In The Elements of Journalism, Kovach and Rosensteil plea for proportionality in news coverage. It’s a call for coverage in proportion to the significance of events in peoples’ lives.
This has been a rough month for proportional news coverage. I couldn’t even submit an entry yesterday.
It’s a May rating-sweeps period for TV, so we know what we’re going to get and we’re getting it. But even in print, I question the proportionality of current coverage.
Locally, we continue to get breathless, joyful news coverage every night about the separation of conjoined twins. One giddy anchorwoman even said – just hours after the girls had been separated – that they would play sports someday. Proportionality.

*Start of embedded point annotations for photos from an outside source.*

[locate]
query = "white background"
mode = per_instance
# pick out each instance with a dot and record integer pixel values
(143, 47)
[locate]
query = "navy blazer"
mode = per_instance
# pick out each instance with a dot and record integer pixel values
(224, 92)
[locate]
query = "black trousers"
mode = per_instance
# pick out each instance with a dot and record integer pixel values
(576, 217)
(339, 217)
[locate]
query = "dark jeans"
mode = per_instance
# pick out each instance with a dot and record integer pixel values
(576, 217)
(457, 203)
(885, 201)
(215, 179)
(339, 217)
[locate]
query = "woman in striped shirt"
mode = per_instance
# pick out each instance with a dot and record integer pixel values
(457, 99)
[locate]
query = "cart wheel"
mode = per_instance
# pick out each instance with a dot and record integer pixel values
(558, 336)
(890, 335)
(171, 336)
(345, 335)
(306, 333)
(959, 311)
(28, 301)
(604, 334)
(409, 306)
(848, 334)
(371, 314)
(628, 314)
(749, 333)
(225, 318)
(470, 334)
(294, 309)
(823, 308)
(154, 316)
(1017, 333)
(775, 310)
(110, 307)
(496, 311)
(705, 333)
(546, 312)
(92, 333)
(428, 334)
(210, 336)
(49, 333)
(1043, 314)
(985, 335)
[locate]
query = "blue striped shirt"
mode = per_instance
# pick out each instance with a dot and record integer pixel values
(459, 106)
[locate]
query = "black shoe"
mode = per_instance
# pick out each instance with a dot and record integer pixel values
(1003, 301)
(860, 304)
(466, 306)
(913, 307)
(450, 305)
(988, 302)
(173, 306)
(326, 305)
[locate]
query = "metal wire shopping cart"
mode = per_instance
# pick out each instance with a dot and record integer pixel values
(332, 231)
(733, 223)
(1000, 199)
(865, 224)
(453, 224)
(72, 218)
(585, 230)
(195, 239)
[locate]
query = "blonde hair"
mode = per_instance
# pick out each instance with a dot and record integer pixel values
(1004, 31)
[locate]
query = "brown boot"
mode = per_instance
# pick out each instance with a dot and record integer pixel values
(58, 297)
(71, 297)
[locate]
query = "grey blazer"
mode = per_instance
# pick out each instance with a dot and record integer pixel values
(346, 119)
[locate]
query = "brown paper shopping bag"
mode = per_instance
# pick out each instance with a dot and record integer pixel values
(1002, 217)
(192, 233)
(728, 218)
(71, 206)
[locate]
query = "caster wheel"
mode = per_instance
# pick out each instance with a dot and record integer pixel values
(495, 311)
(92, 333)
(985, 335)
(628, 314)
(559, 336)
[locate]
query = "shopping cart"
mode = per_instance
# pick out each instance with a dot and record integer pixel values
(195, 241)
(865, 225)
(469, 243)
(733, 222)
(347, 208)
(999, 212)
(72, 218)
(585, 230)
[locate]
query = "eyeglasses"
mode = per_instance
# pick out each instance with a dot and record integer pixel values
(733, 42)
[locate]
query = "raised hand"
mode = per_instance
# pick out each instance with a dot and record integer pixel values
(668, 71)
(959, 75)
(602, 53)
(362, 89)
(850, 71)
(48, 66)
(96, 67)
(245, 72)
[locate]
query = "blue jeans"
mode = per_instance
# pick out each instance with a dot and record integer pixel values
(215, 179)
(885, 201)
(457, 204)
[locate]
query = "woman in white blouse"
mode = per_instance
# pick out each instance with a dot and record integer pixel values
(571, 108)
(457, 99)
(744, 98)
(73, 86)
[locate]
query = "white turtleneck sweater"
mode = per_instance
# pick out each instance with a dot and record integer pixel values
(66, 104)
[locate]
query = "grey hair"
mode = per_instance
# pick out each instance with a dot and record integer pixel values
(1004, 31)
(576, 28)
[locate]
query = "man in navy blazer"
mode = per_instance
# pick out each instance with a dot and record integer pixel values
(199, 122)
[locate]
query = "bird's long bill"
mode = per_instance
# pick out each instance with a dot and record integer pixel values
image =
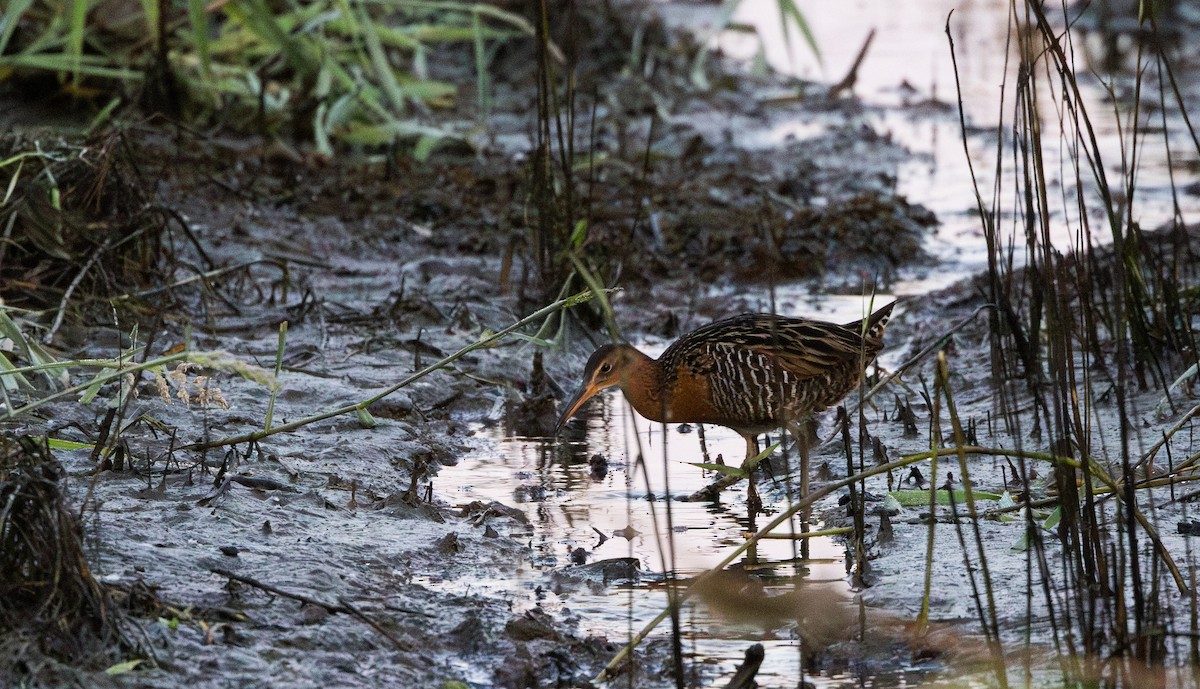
(582, 395)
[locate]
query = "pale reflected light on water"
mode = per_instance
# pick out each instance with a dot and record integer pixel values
(570, 504)
(615, 514)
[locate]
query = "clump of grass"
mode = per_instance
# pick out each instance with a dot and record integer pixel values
(52, 609)
(1093, 317)
(330, 72)
(77, 223)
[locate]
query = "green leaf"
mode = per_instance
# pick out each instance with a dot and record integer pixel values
(75, 36)
(383, 71)
(915, 497)
(10, 18)
(59, 444)
(1054, 519)
(199, 21)
(727, 469)
(365, 419)
(123, 667)
(580, 234)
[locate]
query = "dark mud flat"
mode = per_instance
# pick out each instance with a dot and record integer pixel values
(297, 559)
(336, 553)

Meantime, there’s also lots of coverage of three different proposals to fund and build new stadiums in Minneapolis-St. Paul. But there’s almost no coverage of any health care proposals before the legislature. Proportionality.
Meantime, coverage of a political party’s decision for which candidate would be endorsed to run to fill a key vacant Congressional seat got only brief mention. And there were no good in-depth profiles of the candidates nor the issues. Proportionality.
For Mother's Day weekend, there were endless weapy stories about breast cancer. But few hard issue-oriented stories about breast cancer. About the dilemmas in diagnosis and treatment, in funding, in consumer decision-making. Proportionality.
CNN had a Mother's Day segment on advice for women at different ages about tests they should have. Almost all of their recommendations flew in the face of evidence-based guidelines. (I'll be writing about this in a future entry.) Months ago, CNN was an equal opportunity disease-mongerer, ignoring the evidence when making testing recommendations for men. See my Publisher's Note on HealthNewsReview.org.
I have better things to do today than to be depressed about current news trends. Proportionality.